Marketing innovation used to be about developing bespoke loyalty schemes, strategic pricing incentives or cool customization options. Now it’s about building genuine customer relationships in addition to driving conversions. Marketing organizations must innovate to design meaningful and relevant customer journeys. And they’re on the hook to do it at the speed of customer and market change.

What’s stopping marketers from innovating? 

Yet marketing has gotten so complex and cluttered that CMOs and their teams are struggling to find the time and resources—much less the headspace—to innovate. I recently met with the CMO of a European platform company who told me that the organization uses 300 different marketing technologies. Imagine how much complexity that adds to everything those marketers do every day.

Are any marketers breaking through innovation barriers with outcomes?

Not all marketing organizations are caught in complexity.

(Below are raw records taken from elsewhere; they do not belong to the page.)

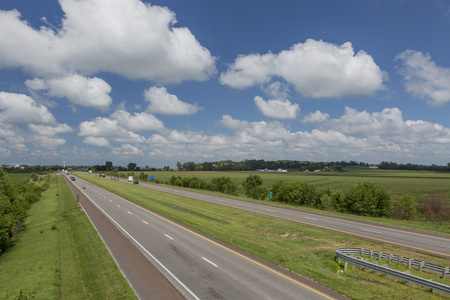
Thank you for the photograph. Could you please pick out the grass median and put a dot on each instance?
(60, 255)
(305, 250)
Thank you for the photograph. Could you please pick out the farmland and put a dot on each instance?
(418, 184)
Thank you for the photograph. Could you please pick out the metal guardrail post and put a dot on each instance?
(431, 284)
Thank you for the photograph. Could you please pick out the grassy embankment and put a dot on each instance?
(305, 250)
(60, 255)
(418, 184)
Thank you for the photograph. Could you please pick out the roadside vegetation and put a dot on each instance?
(417, 196)
(305, 250)
(59, 255)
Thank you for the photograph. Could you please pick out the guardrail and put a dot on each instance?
(342, 254)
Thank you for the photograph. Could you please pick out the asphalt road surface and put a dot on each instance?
(197, 266)
(438, 244)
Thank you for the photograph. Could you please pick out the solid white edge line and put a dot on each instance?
(209, 262)
(142, 247)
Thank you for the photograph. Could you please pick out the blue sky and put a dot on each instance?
(155, 83)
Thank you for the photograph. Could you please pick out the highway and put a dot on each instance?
(198, 267)
(437, 244)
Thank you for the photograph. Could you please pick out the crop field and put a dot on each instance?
(14, 176)
(305, 250)
(417, 184)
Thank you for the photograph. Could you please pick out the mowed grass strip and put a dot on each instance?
(305, 250)
(418, 184)
(60, 255)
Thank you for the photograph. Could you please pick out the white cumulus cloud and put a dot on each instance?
(424, 79)
(281, 109)
(126, 37)
(89, 92)
(315, 68)
(139, 122)
(316, 117)
(21, 109)
(162, 102)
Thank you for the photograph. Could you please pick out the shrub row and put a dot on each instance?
(16, 198)
(365, 198)
(218, 184)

Our new global CMO research introduced a small group of marketers—Thrivers—who are over 1.4x more likely to perform far better in revenue growth and profitability. They clear away the clutter to make room for what really matters, which includes innovation. Having innovative products and services is a critical success factor for Thrivers, second only to customer satisfaction.

A key reason Thrivers innovate well is because they have future-ready marketing operations—the highest level of operations maturity. By intelligently combining technology, data insight, processes and talent, future-ready organizations deliver next-level customer and employee experiences with more, relevancy, efficiency and profitability. Think of it as having the most advanced “marketing machine” that there is.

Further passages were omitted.